It is difficult to get along with others all the time
for the ones I thought would care for me have left me far behind
So I've build a wall around me-won't let nobody inside
They can't know-but I know

She told me don't worry-it won't hurt
She told me don't worry no more
Cuz you know it's hard to love without trust
I don't have to face my life all a-lo-o-o-one (Whoo)

I have found some people I can trust-
And I love it, And I love it!  OH
I have found some people I can trust-
And I love it, And I love it!  OH

And I know that trusting works both ways-can others count on me
So I want to be right there for them and they'll depend on me
As we trust we feel much closer, bonding emotionally,
And I'll know-this I know

She told me don't worry about it
She told me don't worry no more
Now I know it's hard to love without trust
I don't have to face my life all a-lon-o-o-one  (Whoo)

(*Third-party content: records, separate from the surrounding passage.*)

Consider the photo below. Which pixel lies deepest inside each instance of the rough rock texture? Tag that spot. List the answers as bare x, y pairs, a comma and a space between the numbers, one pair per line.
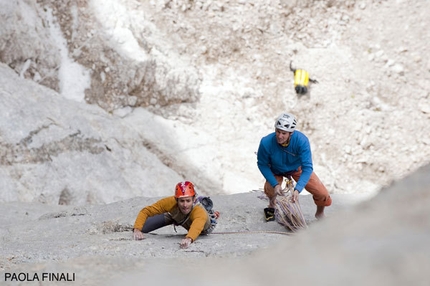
223, 68
381, 241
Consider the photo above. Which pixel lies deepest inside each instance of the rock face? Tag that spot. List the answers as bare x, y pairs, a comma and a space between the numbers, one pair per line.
386, 238
216, 74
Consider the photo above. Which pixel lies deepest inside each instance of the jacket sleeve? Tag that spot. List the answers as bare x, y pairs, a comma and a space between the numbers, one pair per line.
264, 164
306, 164
198, 217
159, 207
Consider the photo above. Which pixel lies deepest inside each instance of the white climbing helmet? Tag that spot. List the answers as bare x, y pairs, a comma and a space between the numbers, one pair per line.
286, 122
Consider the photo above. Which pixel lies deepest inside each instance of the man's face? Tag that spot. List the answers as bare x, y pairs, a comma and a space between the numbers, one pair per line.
282, 136
185, 204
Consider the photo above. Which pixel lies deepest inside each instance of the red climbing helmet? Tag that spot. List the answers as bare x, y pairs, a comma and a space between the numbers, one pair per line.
184, 189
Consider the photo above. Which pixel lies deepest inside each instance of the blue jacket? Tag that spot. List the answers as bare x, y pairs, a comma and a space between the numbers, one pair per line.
274, 159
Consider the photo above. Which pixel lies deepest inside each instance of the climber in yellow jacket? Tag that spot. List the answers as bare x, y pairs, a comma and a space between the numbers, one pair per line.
179, 209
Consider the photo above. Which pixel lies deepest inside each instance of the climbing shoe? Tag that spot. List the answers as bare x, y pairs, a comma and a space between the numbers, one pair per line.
269, 213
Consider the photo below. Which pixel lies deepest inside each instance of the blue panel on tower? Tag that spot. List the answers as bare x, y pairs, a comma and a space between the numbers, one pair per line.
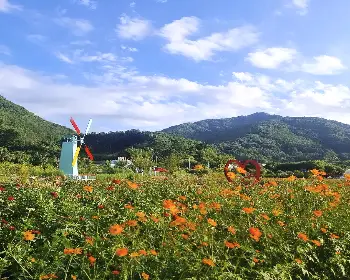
69, 146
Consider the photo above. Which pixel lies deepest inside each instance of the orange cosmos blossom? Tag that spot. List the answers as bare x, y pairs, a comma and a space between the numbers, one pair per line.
116, 229
28, 235
231, 229
153, 252
208, 262
122, 252
255, 233
132, 185
212, 222
241, 170
72, 251
88, 189
303, 236
232, 245
318, 213
248, 210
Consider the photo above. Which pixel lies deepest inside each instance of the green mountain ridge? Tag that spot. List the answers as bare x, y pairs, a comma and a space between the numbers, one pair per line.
271, 137
258, 136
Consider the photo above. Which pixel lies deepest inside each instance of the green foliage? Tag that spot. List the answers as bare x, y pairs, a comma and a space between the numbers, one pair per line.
61, 214
272, 138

I have found some people I can trust-
And I love it, And I love it!  OH
I have found some people I can trust-
And I love it, And I love it!  OH

(repeated like a million times)

 Now my song lyrics will probably not be remembered by anyone and Weeknd will probably be a millionaire next week as his catchy tune rockets to the top of the billboard chart. Yes, I'm sure cocaine feels amazing Weeknd, but maybe there is value in feeling something instead just numbing yourself. For instance-how about FEELING that amazing groove and dancing to the beat of your new song.

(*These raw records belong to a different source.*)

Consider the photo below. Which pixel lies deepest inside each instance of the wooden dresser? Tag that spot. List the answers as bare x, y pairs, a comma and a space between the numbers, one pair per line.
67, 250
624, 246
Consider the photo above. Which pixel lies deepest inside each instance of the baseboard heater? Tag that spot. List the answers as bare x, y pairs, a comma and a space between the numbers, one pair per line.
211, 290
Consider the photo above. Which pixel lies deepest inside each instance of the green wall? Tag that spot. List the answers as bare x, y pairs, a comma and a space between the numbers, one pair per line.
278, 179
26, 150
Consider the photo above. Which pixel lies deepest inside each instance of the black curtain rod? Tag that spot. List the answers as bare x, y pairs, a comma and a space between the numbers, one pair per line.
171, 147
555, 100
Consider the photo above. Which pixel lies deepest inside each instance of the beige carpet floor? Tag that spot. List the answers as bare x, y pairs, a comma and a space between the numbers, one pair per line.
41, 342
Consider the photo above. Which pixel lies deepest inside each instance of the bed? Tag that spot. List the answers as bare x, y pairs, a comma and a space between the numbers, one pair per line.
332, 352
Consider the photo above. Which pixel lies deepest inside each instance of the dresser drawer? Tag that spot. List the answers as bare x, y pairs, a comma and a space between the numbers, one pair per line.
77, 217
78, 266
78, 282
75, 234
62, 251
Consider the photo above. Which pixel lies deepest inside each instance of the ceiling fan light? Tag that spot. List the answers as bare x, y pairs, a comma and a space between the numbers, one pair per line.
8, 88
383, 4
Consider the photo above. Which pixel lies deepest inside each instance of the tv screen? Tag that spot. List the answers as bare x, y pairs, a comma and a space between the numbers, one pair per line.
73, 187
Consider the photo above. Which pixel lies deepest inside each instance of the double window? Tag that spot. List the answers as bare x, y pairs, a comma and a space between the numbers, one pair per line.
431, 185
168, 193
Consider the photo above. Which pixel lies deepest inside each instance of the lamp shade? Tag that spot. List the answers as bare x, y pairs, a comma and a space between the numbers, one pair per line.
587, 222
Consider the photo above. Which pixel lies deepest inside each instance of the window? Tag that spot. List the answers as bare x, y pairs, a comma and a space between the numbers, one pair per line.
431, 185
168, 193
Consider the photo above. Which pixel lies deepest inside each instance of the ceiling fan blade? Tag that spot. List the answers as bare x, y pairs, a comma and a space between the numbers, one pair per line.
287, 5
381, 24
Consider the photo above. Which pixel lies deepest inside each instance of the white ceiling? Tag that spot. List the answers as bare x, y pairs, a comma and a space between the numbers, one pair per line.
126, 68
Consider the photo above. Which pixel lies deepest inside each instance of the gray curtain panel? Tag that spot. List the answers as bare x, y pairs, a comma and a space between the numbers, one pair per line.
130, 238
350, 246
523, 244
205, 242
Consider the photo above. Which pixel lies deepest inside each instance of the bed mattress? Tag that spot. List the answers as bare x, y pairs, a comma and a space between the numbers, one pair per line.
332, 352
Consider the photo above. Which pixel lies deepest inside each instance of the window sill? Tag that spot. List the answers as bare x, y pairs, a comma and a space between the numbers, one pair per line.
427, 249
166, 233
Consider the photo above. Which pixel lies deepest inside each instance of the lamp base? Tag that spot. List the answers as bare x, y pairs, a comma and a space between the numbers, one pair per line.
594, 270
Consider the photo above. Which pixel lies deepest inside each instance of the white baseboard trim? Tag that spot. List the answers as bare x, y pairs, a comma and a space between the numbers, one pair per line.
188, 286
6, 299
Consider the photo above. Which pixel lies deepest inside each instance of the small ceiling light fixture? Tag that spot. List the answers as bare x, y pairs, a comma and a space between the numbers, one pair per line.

Dancing seems so simple yet many can't seem to feel the beat and move to it. It's funny to watch. I shouldn't be so judgmental, but I laugh inside even if a chorister can't find the beat also.  So in my new dance club for the students, that's where we started-just FEEL the beat and move to it.  Can you feel the beat? Feel your pulse?  It lets us know...we're alive.

Reminds me of a great old Christian rock song (with great lyrics) by Steven Curtis Chapman:

I am the heart, You are the heartbeat
I am the eyes, You are the sight
And I see clearly, I am just a body
You are the life
I move my feet, I go through the motions
But You give purpose to chance
I am the dancer
You are the Lord of the dance
I am the dancer
You are the Lord of the dance

I want to move my feet-even to my very last heartbeat.  But most of all, I want to FEEL.  I know I will feel pain but I don't have to "face" it alone. This willingness to feel my face opens up opportunities to feel JOY as well-even joy in my posterity...and I LOVE it...and I LOVE it.